Right now, the majority of what we have is from local sellers. Maybe 10-15% of our consigners are from other places. We have some from Los Angeles, New York, a few from Chicago – but with them we know the individuals and their style, so we know that we’ll be getting good stuff. We don’t want people to just send us pieces that we have to send back, it would be a lot of unnecessary costs.

And the other 90% local – there are so many people in San Francisco who have such a love of fashion and they realize that we really have a love for it too and appreciate high quality. And when they bring their things here they know it’s going to a buyer who feels the same way.

Is there a memorable piece, or pieces, that when you found and just couldn’t believe?

Oh yes – and it’s hard to let them go! We have been really lucky and found some amazing pieces. Like the East West Musical Instruments Co., who made custom leather jackets for all of the rock stars in the ’70s – they say you are lucky if you come across one of their jackets in your life, and we have had three or four since we’ve been in business. We actually have one right now that we haven’t even put out yet. Two of those jackets went to buyers in Japan, clients who are collectors. They are gorgeous jackets.

And we have had so many beautiful Tom Ford for Gucci pieces from his first few collections that are to-die-for. And also some amazing Thierry Mugler pieces.

And in the women’s store there are some beautiful Oscar de la Renta runway pieces. It is so hard to keep track because we have so much that comes through the store, which is why I’m really excited that we started the online store because it will be great record of our most amazing pieces.

One of the hardest things is that we have to balance these amazing pieces with what will sell, because we have to stay in business and be able to make money. Sometimes there are pieces that we absolutely love but we have to think about if we’ll be able to sell them. But luckily we have a great clientele, people who really appreciate fashion.

You’ve been able to continually grow your business during trying economic times, what do you think has contributed to your success?

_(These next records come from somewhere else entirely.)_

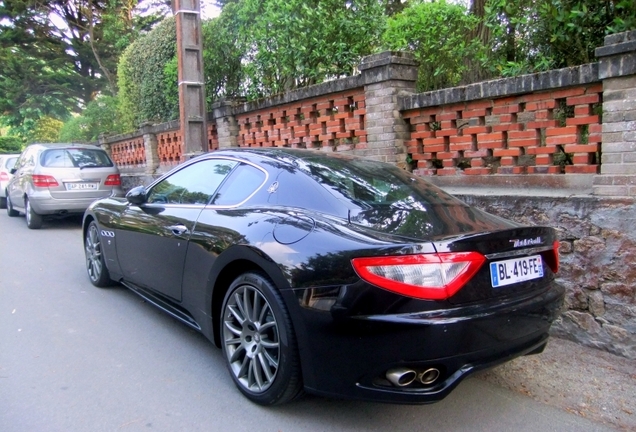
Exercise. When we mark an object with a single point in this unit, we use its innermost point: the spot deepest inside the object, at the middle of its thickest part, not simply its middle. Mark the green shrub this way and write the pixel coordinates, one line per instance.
(142, 83)
(438, 35)
(11, 144)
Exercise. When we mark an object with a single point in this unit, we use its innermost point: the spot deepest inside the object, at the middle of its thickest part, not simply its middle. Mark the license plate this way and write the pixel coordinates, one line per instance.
(82, 186)
(516, 270)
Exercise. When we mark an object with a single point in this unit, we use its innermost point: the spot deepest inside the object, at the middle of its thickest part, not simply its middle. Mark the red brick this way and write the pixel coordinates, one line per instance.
(507, 127)
(447, 171)
(560, 94)
(561, 139)
(582, 148)
(474, 113)
(585, 99)
(582, 120)
(569, 130)
(541, 150)
(544, 170)
(476, 130)
(541, 105)
(507, 109)
(447, 155)
(496, 136)
(511, 170)
(527, 134)
(507, 152)
(582, 169)
(446, 117)
(476, 154)
(544, 159)
(433, 141)
(477, 171)
(542, 124)
(582, 159)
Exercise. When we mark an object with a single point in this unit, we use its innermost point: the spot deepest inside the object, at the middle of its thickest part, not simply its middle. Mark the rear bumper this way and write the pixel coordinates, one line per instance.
(350, 357)
(44, 204)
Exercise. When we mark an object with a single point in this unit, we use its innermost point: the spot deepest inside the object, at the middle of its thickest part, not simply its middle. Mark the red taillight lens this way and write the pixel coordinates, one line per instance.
(113, 180)
(44, 181)
(552, 257)
(427, 276)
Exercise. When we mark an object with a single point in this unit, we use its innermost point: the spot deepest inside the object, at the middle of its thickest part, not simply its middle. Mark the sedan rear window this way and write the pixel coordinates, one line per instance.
(75, 158)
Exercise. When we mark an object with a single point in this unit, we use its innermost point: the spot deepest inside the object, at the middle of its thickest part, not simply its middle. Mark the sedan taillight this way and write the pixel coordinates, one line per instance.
(426, 276)
(44, 181)
(113, 180)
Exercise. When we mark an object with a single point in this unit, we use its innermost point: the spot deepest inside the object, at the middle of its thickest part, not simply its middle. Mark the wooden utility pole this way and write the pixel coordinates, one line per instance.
(194, 130)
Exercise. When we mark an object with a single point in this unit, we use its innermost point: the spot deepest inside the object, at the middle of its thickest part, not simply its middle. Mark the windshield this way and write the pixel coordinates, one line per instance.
(75, 158)
(388, 199)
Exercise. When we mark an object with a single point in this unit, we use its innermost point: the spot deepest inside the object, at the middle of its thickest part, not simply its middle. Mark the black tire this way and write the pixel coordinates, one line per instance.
(95, 263)
(10, 210)
(258, 342)
(34, 220)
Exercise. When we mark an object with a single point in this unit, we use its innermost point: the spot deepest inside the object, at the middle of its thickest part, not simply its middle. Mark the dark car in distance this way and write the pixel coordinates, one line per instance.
(329, 274)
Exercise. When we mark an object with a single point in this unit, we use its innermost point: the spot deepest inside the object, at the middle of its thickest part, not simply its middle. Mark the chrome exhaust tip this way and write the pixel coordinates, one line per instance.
(429, 376)
(401, 377)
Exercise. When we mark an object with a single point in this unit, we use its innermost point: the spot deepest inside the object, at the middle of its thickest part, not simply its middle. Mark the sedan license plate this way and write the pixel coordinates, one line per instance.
(515, 270)
(82, 186)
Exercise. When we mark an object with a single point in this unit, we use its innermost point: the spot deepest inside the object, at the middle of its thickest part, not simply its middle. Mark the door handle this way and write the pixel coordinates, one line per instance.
(178, 229)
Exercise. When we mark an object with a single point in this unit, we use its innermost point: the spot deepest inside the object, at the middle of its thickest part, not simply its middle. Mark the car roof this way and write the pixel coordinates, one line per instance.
(64, 145)
(282, 155)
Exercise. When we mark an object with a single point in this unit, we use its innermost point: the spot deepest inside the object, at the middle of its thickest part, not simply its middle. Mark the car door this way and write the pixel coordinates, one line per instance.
(19, 184)
(152, 238)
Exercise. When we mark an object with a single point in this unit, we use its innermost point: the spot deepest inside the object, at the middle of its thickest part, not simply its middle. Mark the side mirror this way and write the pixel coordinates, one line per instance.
(137, 195)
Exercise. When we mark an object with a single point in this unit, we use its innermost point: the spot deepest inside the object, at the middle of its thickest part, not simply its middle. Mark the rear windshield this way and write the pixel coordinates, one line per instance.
(388, 199)
(75, 158)
(10, 162)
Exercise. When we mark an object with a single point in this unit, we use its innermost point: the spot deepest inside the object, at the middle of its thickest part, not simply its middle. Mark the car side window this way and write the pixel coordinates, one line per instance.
(240, 185)
(193, 184)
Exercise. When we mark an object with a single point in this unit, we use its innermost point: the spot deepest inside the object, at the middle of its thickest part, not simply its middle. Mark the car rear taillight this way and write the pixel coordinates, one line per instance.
(44, 181)
(113, 180)
(551, 257)
(426, 276)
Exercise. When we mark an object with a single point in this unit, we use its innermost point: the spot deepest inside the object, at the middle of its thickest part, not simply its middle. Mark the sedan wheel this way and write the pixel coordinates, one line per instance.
(95, 264)
(34, 220)
(258, 342)
(10, 210)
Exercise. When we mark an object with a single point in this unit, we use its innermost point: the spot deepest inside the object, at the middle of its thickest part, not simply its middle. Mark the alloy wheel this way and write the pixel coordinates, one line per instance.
(251, 338)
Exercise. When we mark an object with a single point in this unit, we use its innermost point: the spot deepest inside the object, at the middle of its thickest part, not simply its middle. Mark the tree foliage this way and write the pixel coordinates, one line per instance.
(142, 84)
(437, 35)
(59, 54)
(11, 144)
(536, 35)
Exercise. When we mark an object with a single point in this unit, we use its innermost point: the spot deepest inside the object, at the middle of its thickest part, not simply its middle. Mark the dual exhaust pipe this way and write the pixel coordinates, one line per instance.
(401, 377)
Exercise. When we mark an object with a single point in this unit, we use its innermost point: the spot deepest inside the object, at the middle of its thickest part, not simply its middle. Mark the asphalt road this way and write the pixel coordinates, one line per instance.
(78, 358)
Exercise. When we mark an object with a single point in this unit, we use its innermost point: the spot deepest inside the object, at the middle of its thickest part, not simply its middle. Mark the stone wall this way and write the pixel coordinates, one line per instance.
(598, 251)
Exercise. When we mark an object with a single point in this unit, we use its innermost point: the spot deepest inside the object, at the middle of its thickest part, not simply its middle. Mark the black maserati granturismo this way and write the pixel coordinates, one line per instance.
(330, 274)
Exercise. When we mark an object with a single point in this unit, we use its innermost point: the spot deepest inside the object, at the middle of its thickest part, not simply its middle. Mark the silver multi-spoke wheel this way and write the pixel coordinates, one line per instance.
(251, 338)
(93, 248)
(95, 263)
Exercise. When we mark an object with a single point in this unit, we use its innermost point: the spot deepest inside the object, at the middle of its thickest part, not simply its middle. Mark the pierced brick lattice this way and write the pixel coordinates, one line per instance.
(129, 153)
(169, 147)
(550, 132)
(335, 122)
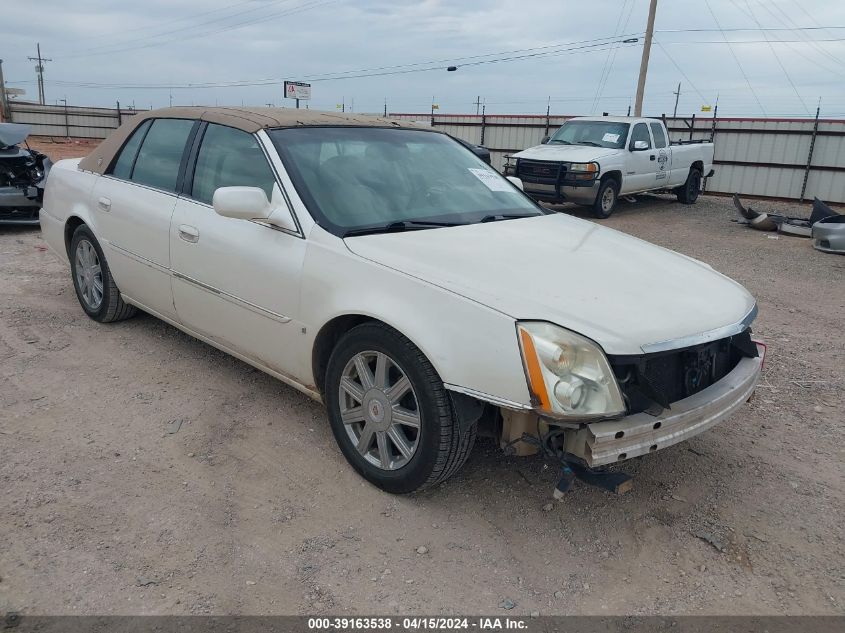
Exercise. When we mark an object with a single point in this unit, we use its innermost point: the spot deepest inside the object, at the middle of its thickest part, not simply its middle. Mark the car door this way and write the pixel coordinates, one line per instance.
(641, 165)
(662, 176)
(133, 203)
(236, 282)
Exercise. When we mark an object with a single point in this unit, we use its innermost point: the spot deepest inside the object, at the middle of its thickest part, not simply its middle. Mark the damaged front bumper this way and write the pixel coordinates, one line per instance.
(608, 442)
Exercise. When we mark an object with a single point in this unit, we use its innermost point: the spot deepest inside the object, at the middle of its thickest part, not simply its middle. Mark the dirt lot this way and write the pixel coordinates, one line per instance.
(144, 472)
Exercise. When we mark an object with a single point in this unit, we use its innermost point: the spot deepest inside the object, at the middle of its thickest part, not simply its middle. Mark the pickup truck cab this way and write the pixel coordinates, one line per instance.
(593, 160)
(387, 271)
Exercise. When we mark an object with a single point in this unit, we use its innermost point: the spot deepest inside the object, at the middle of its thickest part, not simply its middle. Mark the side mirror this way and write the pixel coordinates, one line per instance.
(251, 203)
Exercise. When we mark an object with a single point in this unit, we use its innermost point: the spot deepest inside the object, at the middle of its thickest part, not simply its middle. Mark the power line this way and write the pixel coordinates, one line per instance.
(777, 58)
(475, 60)
(736, 59)
(237, 25)
(680, 70)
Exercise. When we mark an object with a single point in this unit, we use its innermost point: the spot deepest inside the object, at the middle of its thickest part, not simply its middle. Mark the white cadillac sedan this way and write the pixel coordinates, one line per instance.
(384, 269)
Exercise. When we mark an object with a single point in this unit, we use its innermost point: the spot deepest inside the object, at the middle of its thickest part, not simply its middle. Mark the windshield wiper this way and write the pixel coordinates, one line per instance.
(398, 226)
(507, 216)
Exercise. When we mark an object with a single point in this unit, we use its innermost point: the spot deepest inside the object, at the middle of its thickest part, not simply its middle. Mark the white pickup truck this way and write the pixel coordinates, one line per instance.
(593, 160)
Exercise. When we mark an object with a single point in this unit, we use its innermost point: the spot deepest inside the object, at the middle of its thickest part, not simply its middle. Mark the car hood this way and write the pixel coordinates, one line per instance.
(567, 153)
(618, 290)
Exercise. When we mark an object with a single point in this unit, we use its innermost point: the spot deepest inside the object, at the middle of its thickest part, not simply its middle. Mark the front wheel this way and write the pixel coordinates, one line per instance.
(389, 412)
(688, 192)
(95, 288)
(606, 198)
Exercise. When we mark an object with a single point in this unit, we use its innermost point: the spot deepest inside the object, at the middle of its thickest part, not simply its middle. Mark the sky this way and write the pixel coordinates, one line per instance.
(514, 57)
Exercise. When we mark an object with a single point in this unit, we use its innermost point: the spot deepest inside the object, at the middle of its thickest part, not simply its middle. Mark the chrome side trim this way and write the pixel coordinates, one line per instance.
(138, 258)
(486, 397)
(309, 391)
(281, 318)
(704, 337)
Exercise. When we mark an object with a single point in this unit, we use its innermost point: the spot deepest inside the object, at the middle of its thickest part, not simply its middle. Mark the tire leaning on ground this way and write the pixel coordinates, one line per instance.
(95, 288)
(389, 412)
(606, 198)
(688, 192)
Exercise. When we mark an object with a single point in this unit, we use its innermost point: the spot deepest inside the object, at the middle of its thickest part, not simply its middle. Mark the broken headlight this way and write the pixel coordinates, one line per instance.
(568, 375)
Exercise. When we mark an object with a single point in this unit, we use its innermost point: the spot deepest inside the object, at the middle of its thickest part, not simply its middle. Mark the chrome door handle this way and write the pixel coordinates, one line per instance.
(189, 233)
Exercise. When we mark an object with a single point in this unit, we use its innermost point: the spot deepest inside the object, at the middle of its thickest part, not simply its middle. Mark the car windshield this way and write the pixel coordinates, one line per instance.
(592, 133)
(369, 179)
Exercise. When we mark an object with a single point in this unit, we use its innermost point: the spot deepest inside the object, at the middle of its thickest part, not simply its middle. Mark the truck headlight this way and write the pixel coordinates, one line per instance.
(568, 375)
(584, 167)
(583, 171)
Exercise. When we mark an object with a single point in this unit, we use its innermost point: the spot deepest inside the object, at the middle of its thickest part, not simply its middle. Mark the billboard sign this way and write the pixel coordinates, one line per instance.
(297, 90)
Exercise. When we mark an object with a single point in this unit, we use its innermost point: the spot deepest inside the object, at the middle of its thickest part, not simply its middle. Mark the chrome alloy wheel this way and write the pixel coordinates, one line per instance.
(379, 409)
(608, 198)
(89, 275)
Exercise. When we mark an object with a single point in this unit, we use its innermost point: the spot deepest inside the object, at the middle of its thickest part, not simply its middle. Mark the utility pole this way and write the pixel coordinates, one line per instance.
(39, 68)
(4, 103)
(649, 35)
(677, 96)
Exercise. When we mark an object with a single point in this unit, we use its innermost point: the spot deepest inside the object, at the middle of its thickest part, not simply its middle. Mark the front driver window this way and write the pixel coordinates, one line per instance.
(230, 158)
(640, 133)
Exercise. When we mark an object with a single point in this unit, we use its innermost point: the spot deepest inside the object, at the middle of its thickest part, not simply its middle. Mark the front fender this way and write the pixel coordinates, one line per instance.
(472, 347)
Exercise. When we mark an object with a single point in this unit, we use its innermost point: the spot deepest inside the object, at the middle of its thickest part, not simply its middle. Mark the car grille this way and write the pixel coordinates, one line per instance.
(652, 382)
(540, 170)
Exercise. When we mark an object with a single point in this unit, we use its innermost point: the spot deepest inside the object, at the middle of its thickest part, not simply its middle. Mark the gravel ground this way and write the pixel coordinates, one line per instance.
(144, 472)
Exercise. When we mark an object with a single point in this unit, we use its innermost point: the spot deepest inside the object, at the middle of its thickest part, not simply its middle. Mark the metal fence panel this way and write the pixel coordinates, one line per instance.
(759, 157)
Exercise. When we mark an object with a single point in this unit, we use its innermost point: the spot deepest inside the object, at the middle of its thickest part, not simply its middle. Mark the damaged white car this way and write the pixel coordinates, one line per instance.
(387, 271)
(23, 174)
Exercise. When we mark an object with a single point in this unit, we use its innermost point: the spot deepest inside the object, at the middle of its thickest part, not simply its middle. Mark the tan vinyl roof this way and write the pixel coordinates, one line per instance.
(247, 119)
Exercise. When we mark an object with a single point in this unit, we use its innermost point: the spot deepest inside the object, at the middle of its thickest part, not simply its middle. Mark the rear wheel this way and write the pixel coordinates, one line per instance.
(95, 288)
(689, 191)
(389, 412)
(606, 198)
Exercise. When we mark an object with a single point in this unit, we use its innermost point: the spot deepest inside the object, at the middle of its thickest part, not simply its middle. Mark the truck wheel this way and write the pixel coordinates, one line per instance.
(688, 192)
(95, 288)
(389, 412)
(606, 198)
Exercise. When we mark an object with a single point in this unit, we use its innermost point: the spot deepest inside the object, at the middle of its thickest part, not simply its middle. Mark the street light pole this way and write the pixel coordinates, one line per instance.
(649, 34)
(677, 96)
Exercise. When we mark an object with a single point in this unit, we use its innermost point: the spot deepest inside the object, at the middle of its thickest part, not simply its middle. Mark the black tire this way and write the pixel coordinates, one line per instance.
(442, 447)
(111, 306)
(608, 190)
(688, 192)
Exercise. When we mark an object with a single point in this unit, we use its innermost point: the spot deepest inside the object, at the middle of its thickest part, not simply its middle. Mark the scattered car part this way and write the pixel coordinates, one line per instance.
(747, 214)
(820, 211)
(764, 223)
(829, 235)
(23, 175)
(795, 227)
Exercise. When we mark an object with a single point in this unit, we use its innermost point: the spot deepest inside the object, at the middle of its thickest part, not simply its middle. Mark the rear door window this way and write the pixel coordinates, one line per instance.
(122, 167)
(161, 153)
(230, 158)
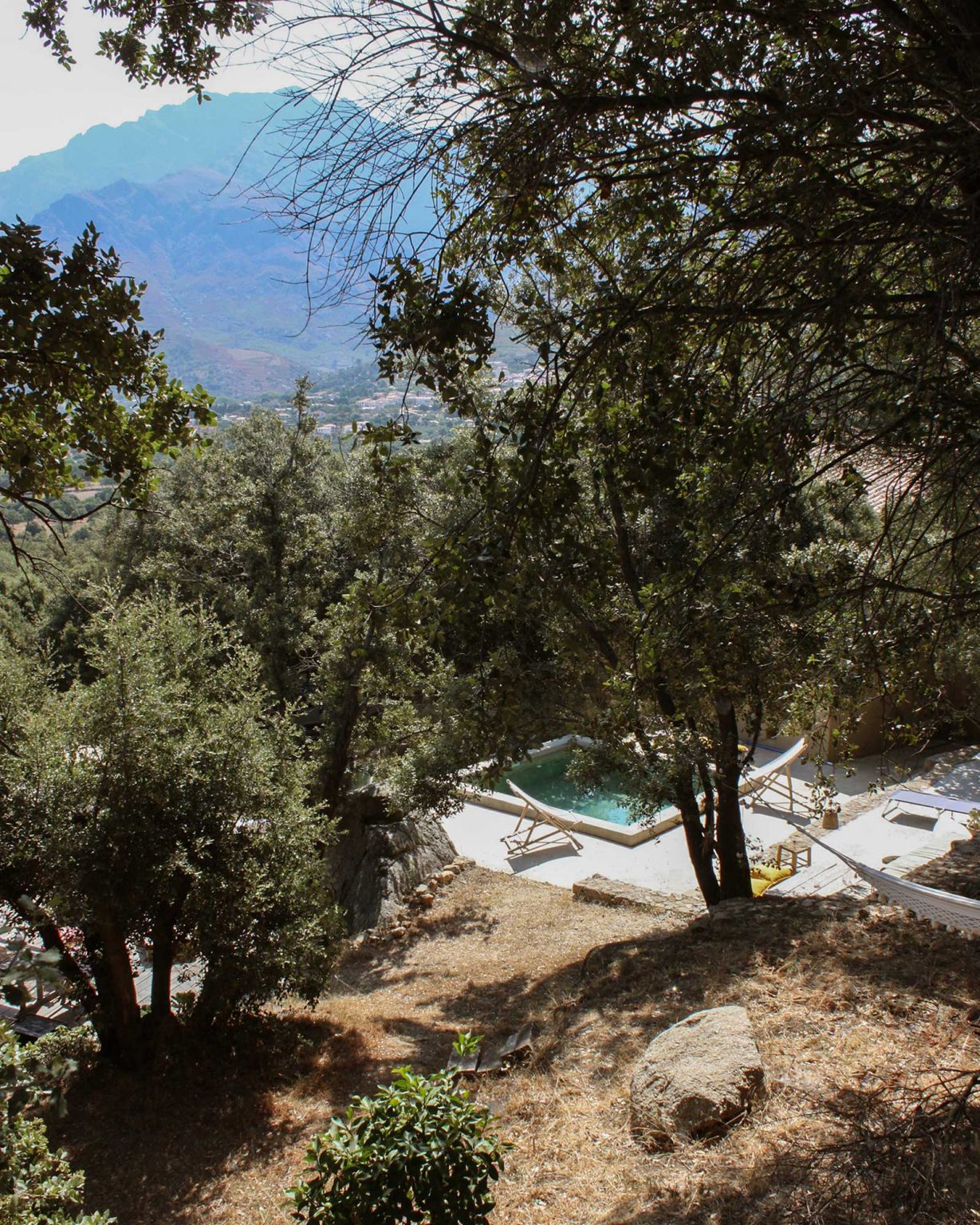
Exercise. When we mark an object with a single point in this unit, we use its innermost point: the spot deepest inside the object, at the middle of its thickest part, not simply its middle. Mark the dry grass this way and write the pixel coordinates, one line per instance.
(854, 1014)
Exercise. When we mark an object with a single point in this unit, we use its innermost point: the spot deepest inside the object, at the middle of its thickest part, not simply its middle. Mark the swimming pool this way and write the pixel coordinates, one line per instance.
(546, 779)
(544, 776)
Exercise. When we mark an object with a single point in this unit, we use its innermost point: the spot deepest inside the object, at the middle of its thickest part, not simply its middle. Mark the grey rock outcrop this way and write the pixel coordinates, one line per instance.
(605, 892)
(377, 863)
(696, 1078)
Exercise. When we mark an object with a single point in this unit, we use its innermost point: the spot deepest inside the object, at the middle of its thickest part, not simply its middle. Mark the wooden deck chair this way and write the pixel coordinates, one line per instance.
(544, 825)
(771, 774)
(931, 802)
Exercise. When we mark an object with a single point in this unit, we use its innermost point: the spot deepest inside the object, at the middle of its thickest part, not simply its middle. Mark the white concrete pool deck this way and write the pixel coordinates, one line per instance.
(663, 865)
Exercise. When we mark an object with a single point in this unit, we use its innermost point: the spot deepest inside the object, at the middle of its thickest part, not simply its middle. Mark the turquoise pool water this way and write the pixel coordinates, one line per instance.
(546, 779)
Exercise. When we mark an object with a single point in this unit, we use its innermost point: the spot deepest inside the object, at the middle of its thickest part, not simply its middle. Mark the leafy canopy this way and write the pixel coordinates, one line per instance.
(158, 41)
(84, 390)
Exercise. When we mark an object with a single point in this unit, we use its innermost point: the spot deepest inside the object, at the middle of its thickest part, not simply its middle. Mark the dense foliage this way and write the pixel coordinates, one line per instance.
(84, 390)
(157, 41)
(162, 805)
(739, 242)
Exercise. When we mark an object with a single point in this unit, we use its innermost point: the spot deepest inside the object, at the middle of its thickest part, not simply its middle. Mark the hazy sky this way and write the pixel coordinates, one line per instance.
(42, 105)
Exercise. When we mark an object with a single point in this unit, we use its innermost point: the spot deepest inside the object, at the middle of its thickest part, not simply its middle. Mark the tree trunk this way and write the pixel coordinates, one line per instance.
(694, 832)
(164, 946)
(733, 861)
(118, 1019)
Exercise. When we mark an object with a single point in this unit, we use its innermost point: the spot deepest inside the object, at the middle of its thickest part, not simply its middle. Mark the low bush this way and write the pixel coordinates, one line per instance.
(418, 1153)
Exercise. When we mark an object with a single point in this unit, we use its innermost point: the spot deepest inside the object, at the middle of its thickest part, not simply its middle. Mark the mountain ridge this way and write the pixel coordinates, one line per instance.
(228, 287)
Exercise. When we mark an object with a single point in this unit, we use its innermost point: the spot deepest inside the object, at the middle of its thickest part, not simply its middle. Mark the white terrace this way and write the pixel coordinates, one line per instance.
(662, 864)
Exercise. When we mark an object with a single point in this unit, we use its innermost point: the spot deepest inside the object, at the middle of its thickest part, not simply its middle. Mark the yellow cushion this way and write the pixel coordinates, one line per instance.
(766, 872)
(765, 877)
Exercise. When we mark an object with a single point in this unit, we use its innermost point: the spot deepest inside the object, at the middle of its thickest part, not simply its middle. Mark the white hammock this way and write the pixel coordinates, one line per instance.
(943, 909)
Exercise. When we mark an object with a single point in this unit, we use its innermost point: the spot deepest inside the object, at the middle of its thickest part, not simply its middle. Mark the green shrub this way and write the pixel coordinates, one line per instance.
(61, 1053)
(418, 1153)
(37, 1185)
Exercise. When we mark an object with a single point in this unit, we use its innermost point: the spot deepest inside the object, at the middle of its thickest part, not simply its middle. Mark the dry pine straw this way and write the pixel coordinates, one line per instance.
(838, 1002)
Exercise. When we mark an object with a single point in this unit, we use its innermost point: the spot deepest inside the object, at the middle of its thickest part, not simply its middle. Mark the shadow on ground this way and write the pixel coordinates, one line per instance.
(157, 1149)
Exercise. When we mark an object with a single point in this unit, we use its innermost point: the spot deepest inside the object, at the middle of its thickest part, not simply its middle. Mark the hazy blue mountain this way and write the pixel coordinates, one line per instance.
(214, 135)
(226, 285)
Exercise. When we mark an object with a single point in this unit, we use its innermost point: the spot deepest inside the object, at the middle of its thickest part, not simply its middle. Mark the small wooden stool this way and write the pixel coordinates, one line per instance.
(794, 855)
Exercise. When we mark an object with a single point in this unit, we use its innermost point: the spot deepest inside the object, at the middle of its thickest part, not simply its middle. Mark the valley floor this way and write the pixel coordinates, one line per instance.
(856, 1012)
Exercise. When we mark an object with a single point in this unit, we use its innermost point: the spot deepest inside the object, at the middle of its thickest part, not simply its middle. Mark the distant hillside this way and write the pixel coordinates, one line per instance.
(223, 283)
(228, 288)
(212, 135)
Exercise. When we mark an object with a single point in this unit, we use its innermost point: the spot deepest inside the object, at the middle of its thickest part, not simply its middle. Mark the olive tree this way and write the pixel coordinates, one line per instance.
(163, 806)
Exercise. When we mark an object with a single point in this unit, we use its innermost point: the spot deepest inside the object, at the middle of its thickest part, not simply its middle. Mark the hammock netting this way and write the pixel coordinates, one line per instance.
(943, 909)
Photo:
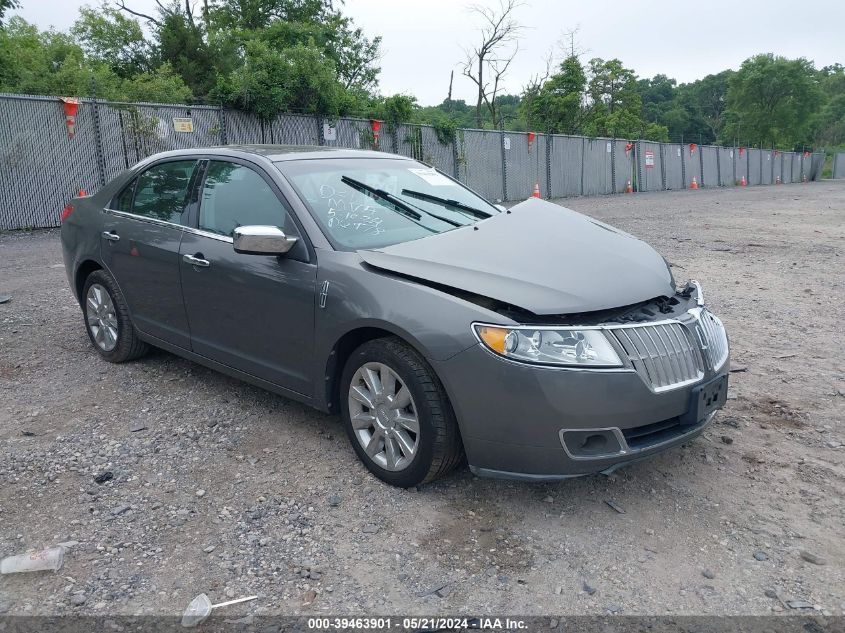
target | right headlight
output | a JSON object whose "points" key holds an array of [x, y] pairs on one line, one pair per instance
{"points": [[563, 347]]}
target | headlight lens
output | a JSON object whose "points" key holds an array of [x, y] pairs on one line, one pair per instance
{"points": [[564, 347]]}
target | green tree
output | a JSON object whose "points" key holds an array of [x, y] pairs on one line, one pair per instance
{"points": [[772, 99], [7, 5], [162, 85], [557, 105], [615, 105], [271, 82]]}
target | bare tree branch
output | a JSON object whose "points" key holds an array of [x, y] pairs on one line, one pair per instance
{"points": [[121, 4], [487, 62]]}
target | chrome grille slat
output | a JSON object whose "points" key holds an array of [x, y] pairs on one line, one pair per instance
{"points": [[661, 353], [670, 354]]}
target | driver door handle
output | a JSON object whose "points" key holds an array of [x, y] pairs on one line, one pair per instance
{"points": [[196, 260]]}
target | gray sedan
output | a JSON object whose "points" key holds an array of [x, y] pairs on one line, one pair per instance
{"points": [[535, 342]]}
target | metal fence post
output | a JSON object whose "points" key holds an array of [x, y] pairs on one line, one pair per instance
{"points": [[98, 138], [718, 166], [504, 161], [747, 164], [583, 156], [221, 117], [637, 167], [663, 167], [318, 121], [613, 165]]}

Part of it is our business just happened to be something that has actually been very good in the recession – consignment is the perfect middle. There are people who need money so they sell their clothes, and people who want quality clothes at a lower price. So we are able to satisfy both clients and consigners.

And I think that challenges can actually be really good, you really have to work hard but it can lead to something that is great. And I think, personally, I take more pride in accomplishing something that is maybe more difficult.

As you mentioned, you recently started selling pieces online, why did you decide to do that?

One of the reasons is that, as the company is growing, we are getting more and more really special pieces. As long as we’ve been in business, now almost six years, people are starting to know us more and they feel comfortable bringing their best pieces. So we wanted to find another outlet to sell more than we can in the store.

And the online store is a great way to really go through all of the items – because on a rack, it might just look like a row of black jackets. But online, you look at each piece individually, so they really stand out.

And it is also a great way to show people what we have, and get them to come into the store. And as it grows, hopefully we can have enough business so that we can have one person dedicated to that and expand it even more.

How else do you hope to grow the business in the future?

We’ve been working with more and more stylists who have a lot of local, private clients. Clients who they not only dress and style for events, but also help them clean out their closets. And a lot of times these people have items that they’ve bought and never even worn, so it’s a great way to find pieces in really good condition.

What advice would you give to students just starting out on their own?

When you have a passion for what you do, and you do what you like, that is always the best. And if you can make a living from it – that is even better! But I think you have to be patient, because it takes time to start your own business. You just have to keep going, and you will get there.

Thank you so much to Miguel and Gabriel for your time!